Hannes Koch: Der Staat soll künftig kaum noch Schulden machen dürfen. Das wollen Union und SPD am Freitag im Bundestag beschließen. Sie haben eine Unterschriftenkampagne gegen diese Schuldenbremse initiiert. Warum?


Peter Bofinger: Das Anliegen der sparsamen, nachhaltigen Finanzpolitik ist durchaus richtig. Aber man darf die Zukunftsvorsorge nicht eindimensional betrachten und sich nur auf die passive Vorsorge beschränken. Es ist genauso wichtig, aktiv zu handeln, also in die Bildung, die Infrastruktur und den Umweltschutz zu investieren. Sonst gefährdet man die Zukunft unserer Kinder. Wer sich so etwas ausdenkt, hat von Volkswirtschaft keine Ahnung.

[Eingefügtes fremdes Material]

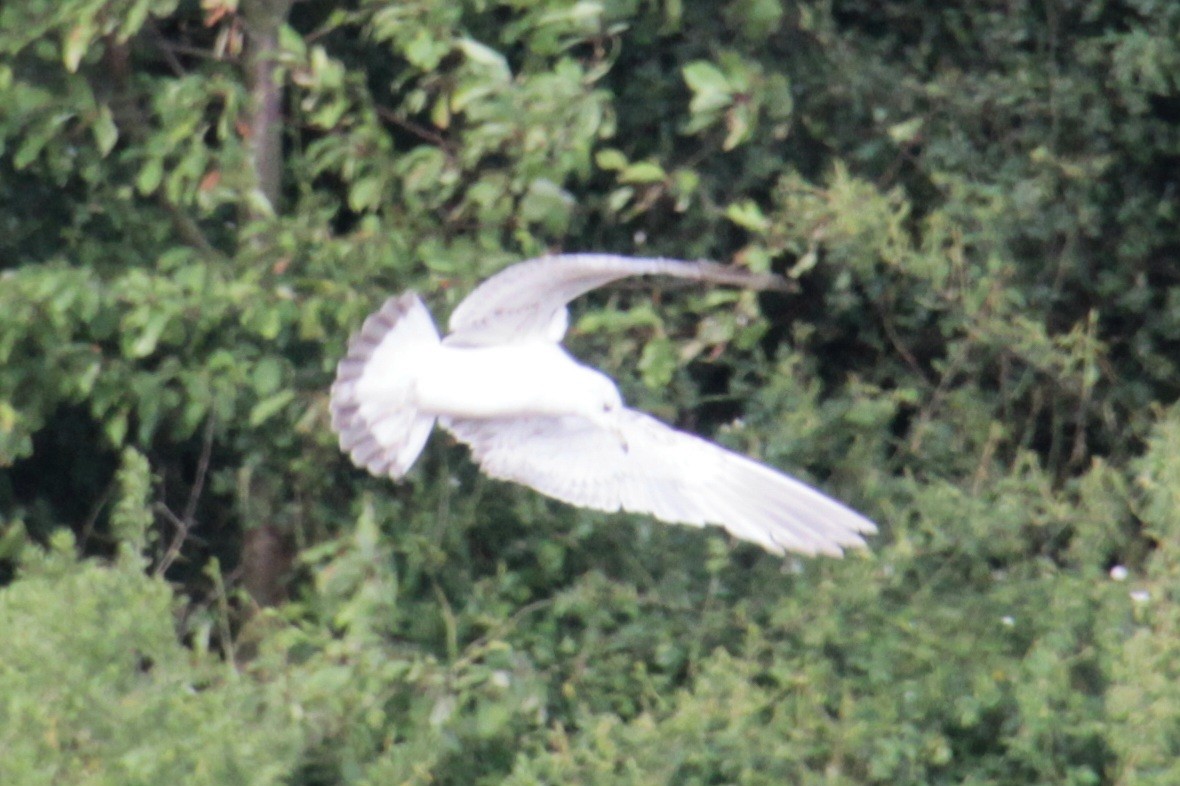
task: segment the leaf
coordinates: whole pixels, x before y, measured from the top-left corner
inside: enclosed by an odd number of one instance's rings
[[[295,391],[280,390],[273,396],[267,396],[266,398],[262,399],[262,401],[259,401],[250,410],[250,426],[259,426],[267,420],[270,420],[275,414],[278,413],[279,410],[291,403],[291,400],[294,398]]]
[[[451,127],[451,102],[445,95],[440,95],[430,107],[430,122],[444,131]]]
[[[0,525],[0,560],[16,561],[29,542],[29,533],[20,519]]]
[[[94,143],[103,156],[115,149],[115,143],[119,141],[119,128],[115,125],[111,108],[106,104],[99,107],[98,117],[90,125],[90,133],[94,134]]]
[[[460,38],[459,49],[471,63],[482,66],[488,76],[497,82],[511,81],[512,69],[508,67],[508,61],[504,59],[504,55],[495,49],[472,38]]]
[[[680,359],[672,342],[666,338],[654,338],[643,347],[639,358],[639,372],[643,384],[651,390],[666,387],[672,381]]]
[[[899,145],[913,144],[922,135],[925,119],[919,115],[889,126],[889,138]]]
[[[102,424],[107,439],[115,447],[121,446],[127,438],[127,415],[127,409],[120,409],[113,415],[108,416]]]
[[[696,60],[683,69],[684,81],[694,93],[725,93],[730,92],[729,80],[717,66],[705,60]]]
[[[750,137],[757,114],[755,107],[750,104],[738,104],[725,113],[725,141],[722,150],[733,150]]]
[[[530,223],[543,225],[559,234],[569,224],[570,213],[576,202],[573,196],[551,180],[538,178],[520,201],[521,217]]]
[[[155,193],[164,179],[164,163],[158,158],[149,158],[140,167],[139,175],[135,178],[135,188],[139,193],[148,195]]]
[[[608,147],[594,154],[594,163],[598,164],[599,169],[613,171],[627,166],[627,157],[621,151]]]
[[[278,358],[263,358],[254,366],[251,375],[254,382],[254,392],[266,396],[278,390],[283,381],[283,364]]]
[[[307,57],[307,43],[303,40],[303,36],[290,25],[284,24],[279,27],[279,47],[300,60]]]
[[[631,164],[619,175],[622,183],[662,183],[668,176],[664,168],[650,161]]]
[[[94,38],[94,23],[86,19],[70,28],[62,42],[61,59],[71,74],[78,70],[90,42]]]
[[[422,27],[414,34],[403,51],[406,59],[415,67],[422,71],[434,71],[438,68],[443,57],[451,51],[451,43],[439,41],[430,34],[428,29]]]
[[[152,312],[140,330],[139,336],[128,347],[128,357],[145,358],[155,352],[160,336],[164,333],[164,328],[168,326],[170,316],[164,311]]]
[[[759,234],[766,232],[771,226],[770,219],[752,199],[734,202],[725,208],[725,217],[738,226]]]
[[[357,212],[371,210],[381,203],[382,181],[363,177],[348,189],[348,206]]]
[[[733,87],[717,66],[704,60],[686,65],[684,81],[692,90],[688,109],[694,115],[714,115],[733,102]]]
[[[618,213],[627,206],[627,203],[630,202],[634,196],[635,189],[631,188],[630,186],[616,188],[614,191],[610,192],[606,198],[607,207],[612,213]]]

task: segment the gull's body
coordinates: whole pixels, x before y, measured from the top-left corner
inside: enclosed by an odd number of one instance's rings
[[[588,386],[591,392],[604,384],[614,388],[606,375],[542,341],[440,344],[422,358],[416,382],[414,403],[423,412],[480,418],[579,414]]]
[[[487,474],[581,507],[716,524],[781,553],[861,546],[868,519],[776,470],[627,409],[607,376],[560,346],[566,304],[603,284],[659,274],[766,288],[773,277],[707,262],[602,254],[543,257],[492,276],[441,339],[413,292],[390,298],[349,343],[332,426],[353,461],[399,478],[434,423]]]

Koch: Sie sprechen SPD-Fraktionschef Peter Struck, seinem CDU-Kollegen Volker Kauder und Baden-Württembergs Ministerpräsident Günther Oettinger die wirtschaftliche Grundbildung ab?


Bofinger: Die Idee der Schuldenbremse ist an ökonomischer Biederkeit nicht zu übertreffen. Sie fällt hinter das Denken der klassischen Ökonomie zurück, die es für völlig vernünftig hielt, dass der Staat Zukunftsinvestitionen über Kredite finanziert.


Koch: Auch mit der Schuldenbremse dürfte der Bund noch mindestens neun Milliarden Euro neue Schulden pro Jahr machen. Außerdem gäbe es Ausnahmen für Notfälle. Reicht dieser Spielraum nicht aus?


Bofinger: Nein, gerade für die Bildung sind die Bundesländer verantwortlich. Und denen will man jegliche Neuverschuldung verbieten.


Koch: Brandenburgs Ministerpräsident Matthias Platzeck plädiert dafür, das Schuldenverbot der Länder zu lockern.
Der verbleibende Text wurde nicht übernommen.